Gawai-gawai lamanya juga ditelisik, dan ternyata di dalamnya berisi ratusan gambar wanita muda, yang sebagian di antaranya tampil tanpa busana. Tak hanya itu, Ravi juga menggunakan uang lembaga yang dipimpinnya untuk “menghidupi” empat jurupijat. Yang makin menjijikkan, adalah Ravi mengajak korbannya untuk berdoa dan bersyukur kepada Allah atas “kesempatan” yang mereka peroleh (untuk berhubungan seks), dan menyebut mereka sebagai “imbalan” dari Allah atas pelayanan penuh waktu yang telah dilakukannya.[1]
Godaan seorang pemimpin
Dengan berbagai fakta yang ada, sangat sulit untuk mengatakan, bahwa Ravi “khilaf”, atau tidak sengaja melakukan dosa. Sama seperti Daud, ia bahkan menggunakan kecerdikannya untuk merancang kejahatan dan menutupinya. Dan, mirip seperti kasus Daud, Batsyeba, dan Uria, semua orang di sekelilingnya cenderung menutup mulut dan berupaya menyenangkan atasan mereka. Baru setelah kematiannya di bulan Mei 2020, para pimpinan RZIM mulai menginisiasi penyelidikan atas berbagai tuduhan pelecehan seksual terhadapnya.

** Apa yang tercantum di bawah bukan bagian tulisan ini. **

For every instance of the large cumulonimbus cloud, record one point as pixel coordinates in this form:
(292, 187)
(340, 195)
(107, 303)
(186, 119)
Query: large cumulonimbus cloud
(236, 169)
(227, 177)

Seandainya isteri dan anak-anaknya sama sekali tidak tahu mengenai skandal dosa seksual yang dilakukan orang terdekat mereka itu selama bertahun-tahun, maka sungguh tak terbayangkan betapa terpukulnya mereka dengan temuan-temuan tersebut—Ravi sama sekali tidak mau mengakui hingga akhir hayatnya. Nama besar yang bertahun-tahun dibangun kemudian lenyap begitu saja seperti sekam yang tertiup angin. Ironisnya, salah satu “taktik”nya untuk membungkam korban-korbannya, adalah untuk menjaga nama baik pelayanan yang begitu besar, dengan begitu banyak staf di seluruh dunia.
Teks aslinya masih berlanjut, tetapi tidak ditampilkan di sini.